How impact is measured is important too. Kovarikova notes that family-finding programs measure their success by connecting youth with family members. Although reunions and new connections can have happy outcomes, she states that without research that follows up on these youth, it’s unknown if these programs improve their lives afterwards.
Privacy rights for crown wards
Although Kovarikova left the system 15 years ago, her care file can still be read by welfare personnel with little safeguards tracking who is authorized to access her records.
“For foster kids, the most traumatic parts of our upbringing are searchable,” she says.
In comparison, the Youth Criminal Justice Act provides juvenile offenders with a higher degree of confidentiality; the law allows identities to be purged from databases and prevents files from being opened, except in court.
Creating trauma-informed care
A national U.S. study finds that adults who were in care are five times more likely to have Post-Traumatic Stress Disorder (PTSD) than the average person.
“At the moment, if you look up PTSD you think of war veterans. Foster children by definition have incurred trauma. And yet, we’re not even part of that conversation. Our system reflects it,” she says.
When that trauma isn’t addressed, it can have devastating consequences. A coroner’s report into the deaths of foster children in Ontario from 2014 to 2017 found that all faced mental health challenges, CBC reports. Eight of the children were Indigenous and didn’t receive culturally-appropriate care, the report found.

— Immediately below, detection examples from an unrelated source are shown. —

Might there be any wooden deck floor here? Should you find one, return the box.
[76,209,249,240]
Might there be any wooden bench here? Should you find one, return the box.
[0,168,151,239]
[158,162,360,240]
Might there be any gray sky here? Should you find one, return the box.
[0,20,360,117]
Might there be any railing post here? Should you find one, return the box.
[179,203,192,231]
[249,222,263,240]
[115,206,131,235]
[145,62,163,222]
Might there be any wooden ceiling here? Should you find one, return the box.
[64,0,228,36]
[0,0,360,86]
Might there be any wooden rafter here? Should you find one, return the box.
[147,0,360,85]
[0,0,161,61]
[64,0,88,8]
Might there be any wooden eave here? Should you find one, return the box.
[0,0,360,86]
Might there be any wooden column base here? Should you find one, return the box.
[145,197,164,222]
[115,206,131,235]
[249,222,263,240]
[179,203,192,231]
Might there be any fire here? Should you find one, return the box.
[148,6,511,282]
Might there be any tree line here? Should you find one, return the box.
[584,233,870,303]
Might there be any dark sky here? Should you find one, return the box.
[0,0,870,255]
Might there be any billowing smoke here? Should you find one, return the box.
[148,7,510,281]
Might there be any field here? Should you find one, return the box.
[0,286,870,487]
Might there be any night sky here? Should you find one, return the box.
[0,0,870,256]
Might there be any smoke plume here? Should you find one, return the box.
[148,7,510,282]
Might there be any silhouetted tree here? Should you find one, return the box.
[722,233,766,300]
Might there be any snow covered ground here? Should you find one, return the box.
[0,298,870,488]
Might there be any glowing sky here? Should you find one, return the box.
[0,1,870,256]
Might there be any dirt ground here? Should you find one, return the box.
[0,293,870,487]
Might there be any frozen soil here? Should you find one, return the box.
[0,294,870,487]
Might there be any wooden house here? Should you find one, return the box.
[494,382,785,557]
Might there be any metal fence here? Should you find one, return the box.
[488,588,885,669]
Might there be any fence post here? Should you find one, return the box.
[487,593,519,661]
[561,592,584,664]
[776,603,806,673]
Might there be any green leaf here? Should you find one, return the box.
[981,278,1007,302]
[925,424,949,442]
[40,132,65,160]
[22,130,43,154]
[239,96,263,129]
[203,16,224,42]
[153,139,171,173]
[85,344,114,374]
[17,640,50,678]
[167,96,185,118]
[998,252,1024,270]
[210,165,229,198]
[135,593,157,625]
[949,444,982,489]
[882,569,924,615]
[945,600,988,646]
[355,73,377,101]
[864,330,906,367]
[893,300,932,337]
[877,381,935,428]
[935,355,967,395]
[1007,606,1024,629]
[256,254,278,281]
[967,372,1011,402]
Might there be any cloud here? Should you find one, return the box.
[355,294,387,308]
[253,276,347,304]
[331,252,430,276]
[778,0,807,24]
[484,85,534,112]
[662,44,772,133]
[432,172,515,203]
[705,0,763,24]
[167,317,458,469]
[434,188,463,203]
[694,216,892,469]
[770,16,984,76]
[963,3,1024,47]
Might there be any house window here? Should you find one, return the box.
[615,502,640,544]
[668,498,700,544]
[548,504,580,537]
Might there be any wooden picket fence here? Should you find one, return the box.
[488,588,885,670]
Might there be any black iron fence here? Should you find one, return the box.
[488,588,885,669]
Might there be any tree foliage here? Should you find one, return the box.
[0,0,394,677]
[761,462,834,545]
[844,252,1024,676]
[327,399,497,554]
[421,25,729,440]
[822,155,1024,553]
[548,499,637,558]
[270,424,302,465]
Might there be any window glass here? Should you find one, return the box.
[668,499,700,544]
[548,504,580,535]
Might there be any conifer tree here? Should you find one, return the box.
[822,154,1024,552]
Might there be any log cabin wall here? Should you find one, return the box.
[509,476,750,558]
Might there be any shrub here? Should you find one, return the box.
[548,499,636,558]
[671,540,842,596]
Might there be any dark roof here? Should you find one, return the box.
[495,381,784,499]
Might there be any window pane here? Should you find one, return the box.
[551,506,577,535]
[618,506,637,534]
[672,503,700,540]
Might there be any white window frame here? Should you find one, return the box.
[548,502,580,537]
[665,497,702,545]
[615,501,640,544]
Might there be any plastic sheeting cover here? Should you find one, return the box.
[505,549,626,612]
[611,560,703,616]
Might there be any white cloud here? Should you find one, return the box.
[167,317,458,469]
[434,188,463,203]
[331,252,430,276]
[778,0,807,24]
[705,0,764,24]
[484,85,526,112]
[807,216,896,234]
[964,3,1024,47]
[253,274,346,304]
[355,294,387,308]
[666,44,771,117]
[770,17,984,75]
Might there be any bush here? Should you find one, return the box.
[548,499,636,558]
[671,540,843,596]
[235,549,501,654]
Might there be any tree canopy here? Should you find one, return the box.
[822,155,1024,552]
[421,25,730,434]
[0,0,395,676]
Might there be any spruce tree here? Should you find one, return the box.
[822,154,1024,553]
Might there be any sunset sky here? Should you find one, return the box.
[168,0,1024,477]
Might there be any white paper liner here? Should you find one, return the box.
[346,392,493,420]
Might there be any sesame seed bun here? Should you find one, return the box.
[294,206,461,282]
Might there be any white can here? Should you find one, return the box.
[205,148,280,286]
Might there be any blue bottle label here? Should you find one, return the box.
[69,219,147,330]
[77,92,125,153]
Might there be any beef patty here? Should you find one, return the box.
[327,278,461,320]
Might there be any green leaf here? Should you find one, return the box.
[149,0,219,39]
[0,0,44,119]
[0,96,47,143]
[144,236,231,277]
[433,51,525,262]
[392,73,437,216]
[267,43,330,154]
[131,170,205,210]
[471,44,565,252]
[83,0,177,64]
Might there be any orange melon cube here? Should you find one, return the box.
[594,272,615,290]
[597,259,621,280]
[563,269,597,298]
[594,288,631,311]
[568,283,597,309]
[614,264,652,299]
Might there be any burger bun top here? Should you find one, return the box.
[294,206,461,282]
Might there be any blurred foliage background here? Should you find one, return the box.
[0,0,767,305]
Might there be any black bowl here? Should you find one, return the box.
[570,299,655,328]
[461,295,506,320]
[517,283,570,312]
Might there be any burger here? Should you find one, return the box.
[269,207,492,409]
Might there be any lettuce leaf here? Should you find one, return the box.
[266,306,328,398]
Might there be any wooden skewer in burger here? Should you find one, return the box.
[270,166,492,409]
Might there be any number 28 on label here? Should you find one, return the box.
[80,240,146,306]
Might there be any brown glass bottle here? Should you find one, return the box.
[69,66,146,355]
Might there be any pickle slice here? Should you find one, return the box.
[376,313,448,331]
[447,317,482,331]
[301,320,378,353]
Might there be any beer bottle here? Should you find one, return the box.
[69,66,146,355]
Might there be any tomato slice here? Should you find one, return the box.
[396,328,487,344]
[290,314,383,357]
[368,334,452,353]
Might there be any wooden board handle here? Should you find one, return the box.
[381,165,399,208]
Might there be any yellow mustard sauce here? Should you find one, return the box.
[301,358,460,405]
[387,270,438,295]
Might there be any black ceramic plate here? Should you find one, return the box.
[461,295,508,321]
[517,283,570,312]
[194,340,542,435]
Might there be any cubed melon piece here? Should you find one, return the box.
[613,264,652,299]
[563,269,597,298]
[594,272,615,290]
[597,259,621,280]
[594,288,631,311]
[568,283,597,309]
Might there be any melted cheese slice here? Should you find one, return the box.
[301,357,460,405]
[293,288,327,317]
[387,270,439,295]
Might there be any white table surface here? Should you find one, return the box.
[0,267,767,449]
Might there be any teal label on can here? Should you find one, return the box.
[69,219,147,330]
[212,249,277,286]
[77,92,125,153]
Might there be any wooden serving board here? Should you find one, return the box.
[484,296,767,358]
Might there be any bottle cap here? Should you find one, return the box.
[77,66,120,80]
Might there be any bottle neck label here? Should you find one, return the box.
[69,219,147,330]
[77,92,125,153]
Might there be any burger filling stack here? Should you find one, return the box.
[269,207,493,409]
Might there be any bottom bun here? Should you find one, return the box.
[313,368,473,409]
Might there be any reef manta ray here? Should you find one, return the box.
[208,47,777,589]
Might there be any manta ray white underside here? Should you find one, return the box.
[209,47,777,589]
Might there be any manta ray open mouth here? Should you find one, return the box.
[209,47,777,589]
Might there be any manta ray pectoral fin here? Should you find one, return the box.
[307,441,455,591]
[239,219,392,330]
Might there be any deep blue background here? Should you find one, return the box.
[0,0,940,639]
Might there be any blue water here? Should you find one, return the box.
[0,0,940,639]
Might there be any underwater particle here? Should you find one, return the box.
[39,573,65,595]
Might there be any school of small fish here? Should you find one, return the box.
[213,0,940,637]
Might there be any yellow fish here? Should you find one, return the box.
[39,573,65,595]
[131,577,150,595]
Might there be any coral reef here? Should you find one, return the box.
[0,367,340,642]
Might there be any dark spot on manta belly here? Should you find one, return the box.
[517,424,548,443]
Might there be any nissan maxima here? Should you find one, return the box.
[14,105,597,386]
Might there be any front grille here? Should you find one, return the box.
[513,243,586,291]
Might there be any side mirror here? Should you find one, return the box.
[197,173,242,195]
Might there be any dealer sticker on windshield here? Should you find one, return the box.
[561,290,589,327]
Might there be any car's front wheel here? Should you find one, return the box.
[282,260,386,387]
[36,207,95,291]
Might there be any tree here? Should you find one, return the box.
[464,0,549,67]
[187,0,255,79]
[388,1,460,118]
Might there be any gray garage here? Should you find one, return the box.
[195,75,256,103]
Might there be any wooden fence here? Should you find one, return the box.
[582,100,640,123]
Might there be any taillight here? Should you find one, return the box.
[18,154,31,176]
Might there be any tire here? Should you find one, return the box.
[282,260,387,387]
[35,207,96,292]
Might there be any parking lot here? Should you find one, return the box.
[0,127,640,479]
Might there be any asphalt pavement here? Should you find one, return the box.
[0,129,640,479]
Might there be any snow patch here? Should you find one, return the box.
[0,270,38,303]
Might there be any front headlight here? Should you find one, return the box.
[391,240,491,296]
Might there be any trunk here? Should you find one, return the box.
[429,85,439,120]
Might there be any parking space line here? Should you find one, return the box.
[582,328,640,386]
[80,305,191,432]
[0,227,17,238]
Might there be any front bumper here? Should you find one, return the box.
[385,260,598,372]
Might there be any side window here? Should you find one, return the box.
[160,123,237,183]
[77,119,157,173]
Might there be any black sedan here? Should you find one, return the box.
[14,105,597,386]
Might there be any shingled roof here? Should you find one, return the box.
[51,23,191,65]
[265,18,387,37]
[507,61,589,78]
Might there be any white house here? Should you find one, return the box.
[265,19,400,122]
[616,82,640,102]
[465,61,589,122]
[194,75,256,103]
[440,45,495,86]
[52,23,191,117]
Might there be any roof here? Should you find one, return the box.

What Canadians can do to help
To raise awareness about their goals among service providers, politicians, and the public, CW PAC plans to host an annual Advocacy Day at Queen’s Park. She welcomes all Canadians to join in advocacy efforts, as well as take grassroots action, such as getting involved with their local Children’s Aid Board of Directors.
- MORE:
- How One Phone Call Changed the Course of my Documentary on At-Risk Youth
- Niagara organization works to bridge the gap between child welfare and adulthood
Kovarikova’s critiques of the system are just that. She says she doesn’t believe the system’s shortcomings are the fault of any individual, including the administrative and legal welfare employees who work towards the wellbeing of the system’s most vulnerable.
“The people who can change the structure are the politicians. The problem is how the system is structured. It’s not set up for anyone in the long-run.” she says.